A mid-size payments company runs its authorization core — a dozen Linux app servers and two Windows license-bound appliances — on EC2 in us-east-1. The audit finding that started this project was blunt: the documented DR plan was “restore from AMIs,” nobody had timed it, and the last attempt took eleven hours because the AMIs were three weeks stale. The mandate is now a contractual RTO of 60 minutes and RPO of seconds for the authorization path, proven by a non-disruptive drill every quarter. AWS Elastic Disaster Recovery (DRS) is the right tool: it does continuous, block-level, asynchronous replication of whole servers into a low-cost staging area in a second Region, and it orchestrates booting production-grade instances from that replicated data on demand — then fails you back when the primary Region returns. This guide walks the full loop end to end: install the agent, watch replication go healthy, run a drill, run a real recovery, and fail back cleanly, with the wiring an enterprise actually needs around it.
Prerequisites
- Two AWS Regions chosen and fixed for this guide: source
us-east-1, recovery/targetus-west-2. DRS is initialized per-Region in the target. - A target VPC in
us-west-2with private subnets, route tables, and security groups already provisioned (we create them with Terraform below). A staging subnet in the target Region for the lightweight replication servers. - AWS CLI v2 ≥ 2.15 with the
drscommand set, andjq. Confirm withaws drs help. - IAM rights to create the DRS service roles, plus an operator role allowed to call
drs:*for drills and recovery. - Outbound TCP 1500 from each source server to the staging subnet, and TCP 443 to the DRS and S3 endpoints (or VPC endpoints for a private path).
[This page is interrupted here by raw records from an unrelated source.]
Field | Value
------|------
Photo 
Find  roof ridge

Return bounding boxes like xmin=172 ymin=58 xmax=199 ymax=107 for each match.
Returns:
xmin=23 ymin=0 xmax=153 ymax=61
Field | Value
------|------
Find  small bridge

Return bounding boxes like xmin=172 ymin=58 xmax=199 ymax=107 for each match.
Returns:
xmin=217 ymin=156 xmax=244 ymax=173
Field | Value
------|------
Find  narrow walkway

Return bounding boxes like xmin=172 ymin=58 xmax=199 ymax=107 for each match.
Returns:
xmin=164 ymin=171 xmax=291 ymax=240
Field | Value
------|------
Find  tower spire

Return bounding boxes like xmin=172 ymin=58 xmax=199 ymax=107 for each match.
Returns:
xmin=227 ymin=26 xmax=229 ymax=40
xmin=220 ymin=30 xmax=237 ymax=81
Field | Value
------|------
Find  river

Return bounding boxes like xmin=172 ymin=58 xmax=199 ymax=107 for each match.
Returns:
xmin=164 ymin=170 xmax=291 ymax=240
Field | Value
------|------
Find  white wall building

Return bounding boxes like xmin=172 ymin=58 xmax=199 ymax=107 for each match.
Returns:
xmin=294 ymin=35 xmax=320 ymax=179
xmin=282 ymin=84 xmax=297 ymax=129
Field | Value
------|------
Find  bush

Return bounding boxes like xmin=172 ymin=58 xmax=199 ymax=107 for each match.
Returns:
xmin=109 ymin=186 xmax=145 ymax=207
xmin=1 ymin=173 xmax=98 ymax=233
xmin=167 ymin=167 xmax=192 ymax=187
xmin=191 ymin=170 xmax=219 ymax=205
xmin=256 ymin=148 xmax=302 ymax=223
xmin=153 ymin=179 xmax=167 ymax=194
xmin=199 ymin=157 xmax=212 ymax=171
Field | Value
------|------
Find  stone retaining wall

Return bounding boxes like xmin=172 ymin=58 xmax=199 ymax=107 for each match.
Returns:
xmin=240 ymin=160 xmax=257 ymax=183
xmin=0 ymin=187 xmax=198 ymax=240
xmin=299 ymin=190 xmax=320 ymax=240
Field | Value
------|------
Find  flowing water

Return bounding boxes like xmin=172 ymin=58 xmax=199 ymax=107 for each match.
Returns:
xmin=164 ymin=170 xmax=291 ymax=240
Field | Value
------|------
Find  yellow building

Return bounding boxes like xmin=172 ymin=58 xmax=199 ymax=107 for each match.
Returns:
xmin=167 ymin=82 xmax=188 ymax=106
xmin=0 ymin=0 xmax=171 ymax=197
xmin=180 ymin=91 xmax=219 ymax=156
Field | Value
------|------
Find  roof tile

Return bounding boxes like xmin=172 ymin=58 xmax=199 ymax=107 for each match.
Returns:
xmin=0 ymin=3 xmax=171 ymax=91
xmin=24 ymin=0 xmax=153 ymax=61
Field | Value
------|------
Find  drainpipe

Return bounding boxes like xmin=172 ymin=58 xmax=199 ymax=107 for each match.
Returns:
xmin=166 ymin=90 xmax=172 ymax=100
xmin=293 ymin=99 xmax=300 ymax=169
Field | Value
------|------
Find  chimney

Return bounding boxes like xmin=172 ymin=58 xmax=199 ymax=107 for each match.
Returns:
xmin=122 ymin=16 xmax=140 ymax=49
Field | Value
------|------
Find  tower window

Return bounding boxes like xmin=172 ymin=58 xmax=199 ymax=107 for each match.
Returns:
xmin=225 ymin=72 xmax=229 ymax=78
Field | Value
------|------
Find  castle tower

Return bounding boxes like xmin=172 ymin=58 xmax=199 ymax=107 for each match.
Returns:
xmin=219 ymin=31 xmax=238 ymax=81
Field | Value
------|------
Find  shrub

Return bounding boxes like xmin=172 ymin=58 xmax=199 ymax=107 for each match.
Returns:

- Root/Administrator on each source server to install the AWS Replication Agent.
- A change-management hook in ServiceNow for the recovery runbook, and HashiCorp Vault available to issue the short-lived installer credentials (we never bake a long-lived key into a server).
Target topology
The shape is deliberately simple, which is what makes it auditable. In us-east-1 the production fleet runs normally; on each server an AWS Replication Agent reads every disk block and streams changes asynchronously across the Region boundary. In us-west-2 DRS maintains a staging area — a small subnet of cheap t3 replication servers plus low-cost EBS volumes that hold a continuously-updated copy of every source disk. Nothing production-grade runs there until you ask: on drill or recovery, DRS launches full-size recovery instances from the latest (or a chosen point-in-time) snapshot into your real target subnets, behind the same security groups and, in a real cutover, the same DNS. Akamai Global Traffic Management sits in front as the authoritative failover DNS — health-checking the us-east-1 origin and steering the authorization hostname to the us-west-2 recovery instances when the primary is declared down — so clients move Regions without a config change. Dynatrace OneAgent is baked into every source server’s image, so a launched recovery instance is monitored from first boot with zero extra steps. The two Windows virtual appliances (license-bound vendor software) replicate exactly the same way DRS treats any server as a block device, which is precisely why DRS beats an AMI strategy for appliances you cannot rebuild from a script.
1. Initialize DRS and create the service roles in the target Region
DRS is initialized in the target Region (us-west-2) — that is where replication and recovery live. Initialization creates the default replication settings and the IAM service roles DRS needs.
export SRC_REGION=us-east-1
export DR_REGION=us-west-2
# Initialize Elastic Disaster Recovery in the recovery Region.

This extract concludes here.